Está ficando cada vez mais claro que a violação dos
direitos humanos é uma parte inerente e necessária do processo de
implementação de uma estrutura política e econômica
coerciva e injusta no mundo. Crescentemente, as violações contra
os direitos humanos são mostradas como a falha infeliz, quase acidental,
de um sistema político e econômico que, de outro modo, é
perfeitamente aceitável. Como se essas violações fossem um
pequeno problema que pode ser varrido do mapa com um pouco mais de
atenção de parte de algumas organizações não
governamentais.
É por isso que em áreas de grandes conflitos na Caxemira e
no Iraque, por exemplo os profissionais de direitos humanos são
vistos com um certo grau de suspeita. Muitos movimentos de resistência de
países pobres, lutando contra grandes injustiças e questionando
os princípios subterrâneos do que é chamado de
libertação e desenvolvimento, vêem
as organizações não governamentais de direitos humanos
como missionários contemporâneos que vieram aparar as arestas mais
feias do imperialismo. Para neutralizar a ira política e manter o status
quo.
Foi apenas há algumas semanas que uma maioria de australianos votou para
reeleger o primeiro-ministro John Howard que, entre outras coisas, conduziu a
Austrália a participar da invasão e ocupação
ilegais do Iraque. Essa invasão entrará seguramente para a
história como uma das guerras mais covardes jamais travadas. Foi uma
guerra na qual um bando de nações ricas, com armas nucleares
suficientes para destruir o mundo inúmeras vezes, cercaram uma
nação pobre, falsamente acusada de ter armas nucleares, usaram as
Nações Unidas para forçar o seu desarmamento,
invadiram-na, ocuparam-na e estão agora no processo de vendê-la.

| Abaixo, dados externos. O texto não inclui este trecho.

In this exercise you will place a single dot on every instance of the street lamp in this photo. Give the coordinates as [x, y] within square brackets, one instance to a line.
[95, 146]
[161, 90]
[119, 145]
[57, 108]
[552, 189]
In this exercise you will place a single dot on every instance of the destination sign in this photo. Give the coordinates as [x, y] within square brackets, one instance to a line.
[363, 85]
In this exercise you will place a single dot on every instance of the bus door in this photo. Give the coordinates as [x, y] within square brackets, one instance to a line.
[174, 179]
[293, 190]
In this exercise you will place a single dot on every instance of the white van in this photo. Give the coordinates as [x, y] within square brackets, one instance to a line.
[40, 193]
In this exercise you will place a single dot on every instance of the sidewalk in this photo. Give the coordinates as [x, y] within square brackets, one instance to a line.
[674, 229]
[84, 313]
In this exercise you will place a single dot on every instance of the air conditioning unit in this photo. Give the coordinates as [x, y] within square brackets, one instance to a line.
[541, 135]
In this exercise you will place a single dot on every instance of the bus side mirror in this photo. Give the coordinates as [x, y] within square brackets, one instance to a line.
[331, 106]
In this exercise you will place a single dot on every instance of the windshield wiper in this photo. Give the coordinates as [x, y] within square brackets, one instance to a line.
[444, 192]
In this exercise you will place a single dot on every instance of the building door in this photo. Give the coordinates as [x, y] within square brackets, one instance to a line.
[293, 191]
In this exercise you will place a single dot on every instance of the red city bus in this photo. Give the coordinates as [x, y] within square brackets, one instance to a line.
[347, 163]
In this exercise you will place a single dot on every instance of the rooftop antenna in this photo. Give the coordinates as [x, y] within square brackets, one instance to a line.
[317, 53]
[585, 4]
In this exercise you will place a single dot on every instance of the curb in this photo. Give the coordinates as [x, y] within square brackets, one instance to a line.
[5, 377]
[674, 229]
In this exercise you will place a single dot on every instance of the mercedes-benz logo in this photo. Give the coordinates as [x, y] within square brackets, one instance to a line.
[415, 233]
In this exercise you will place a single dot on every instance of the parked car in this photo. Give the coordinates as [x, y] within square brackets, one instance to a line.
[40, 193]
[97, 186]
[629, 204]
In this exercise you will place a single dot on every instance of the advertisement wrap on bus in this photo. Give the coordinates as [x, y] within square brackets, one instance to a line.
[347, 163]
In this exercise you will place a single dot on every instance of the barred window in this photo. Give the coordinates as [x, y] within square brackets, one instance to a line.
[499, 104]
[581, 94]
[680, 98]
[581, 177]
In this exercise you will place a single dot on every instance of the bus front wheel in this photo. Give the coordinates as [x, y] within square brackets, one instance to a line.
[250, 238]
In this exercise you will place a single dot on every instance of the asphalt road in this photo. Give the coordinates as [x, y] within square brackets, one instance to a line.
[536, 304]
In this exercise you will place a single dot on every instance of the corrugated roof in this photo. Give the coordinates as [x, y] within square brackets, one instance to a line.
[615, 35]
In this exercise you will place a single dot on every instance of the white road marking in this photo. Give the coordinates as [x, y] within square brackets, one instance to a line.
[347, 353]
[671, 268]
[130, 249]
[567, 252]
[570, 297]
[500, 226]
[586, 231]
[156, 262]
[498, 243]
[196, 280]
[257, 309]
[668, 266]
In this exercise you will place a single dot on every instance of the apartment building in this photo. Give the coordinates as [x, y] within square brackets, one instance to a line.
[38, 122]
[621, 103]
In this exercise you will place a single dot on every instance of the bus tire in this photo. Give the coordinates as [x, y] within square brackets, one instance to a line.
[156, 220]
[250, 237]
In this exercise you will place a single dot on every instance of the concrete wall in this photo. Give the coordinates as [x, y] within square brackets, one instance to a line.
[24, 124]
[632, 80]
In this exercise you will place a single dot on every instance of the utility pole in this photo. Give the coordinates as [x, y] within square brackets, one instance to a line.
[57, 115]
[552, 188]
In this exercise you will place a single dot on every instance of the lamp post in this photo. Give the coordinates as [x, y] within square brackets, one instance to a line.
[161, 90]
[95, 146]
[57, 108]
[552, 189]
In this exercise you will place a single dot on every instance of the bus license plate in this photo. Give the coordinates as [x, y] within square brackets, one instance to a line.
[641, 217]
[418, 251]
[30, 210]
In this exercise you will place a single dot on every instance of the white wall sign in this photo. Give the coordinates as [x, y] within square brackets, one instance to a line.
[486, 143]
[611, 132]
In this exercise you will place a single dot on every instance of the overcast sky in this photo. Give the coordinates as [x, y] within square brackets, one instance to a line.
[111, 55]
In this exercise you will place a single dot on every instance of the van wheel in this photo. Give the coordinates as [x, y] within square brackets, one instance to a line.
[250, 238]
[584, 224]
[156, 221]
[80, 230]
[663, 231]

Falo do Iraque, não porque toda a gente está falando nisso,
(tristemente a custo de deixar outros horrores noutros lugares desenrolando-se
no escuro), mas porque é o sinal de coisas que estão por vir. O
Iraque marca o início de um novo ciclo. Oferece-nos uma oportunidade de
observar a conspiração corporativo-militar que passou a ser
conhecida como o Império em ação. No novo
Iraque, arregaça as mangas.
À medida que a batalha pelo controle dos recursos do mundo se
intensifica, o colonialismo econômico, por meio da agressão
militar oficial, ensaia uma volta à cena. O Iraque é a
culminação lógica do processo de
globalização corporativa, no qual se fundiram o neocolonialismo e
o neoliberalismo. Se pudéssemos espiar através de uma fresta da
cortina de sangue, vislumbraríamos as impiedosas
transações que ocorrem nos bastidores.
Invadido e ocupado, o Iraque teve que pagar 200 milhões de
dólares em reparações correspondentes a lucros
perdidos por corporações como: Halliburton, Shell, Mobil,
Nestlé, Pepsi, Kentucky Fried Chicken e Toys R Us. Isso sem contar os
125 mil milhões de dívida soberana que forçaram o
país a voltar-se para o FMI, que o aguardava nas suas asas como o anjo
da morte, com o seu programa de ajuste estrutural. (Embora, no Iraque,
não pareçam restar muitas estruturas passíveis de
ajustamento. Excepto a difusa Al Qaeda.)
No novo Iraque, a privatização desbastou terra virgem. O
exército dos EUA recruta cada vez mais mercenários privados para
ajudar na ocupação. A vantagem com os mercenários é
que, quando morrem, não são incluídos na contagem de
corpos dos soldados dos EUA. Ajuda a gerir a opinião pública, o
que é particularmente importante num ano de eleições.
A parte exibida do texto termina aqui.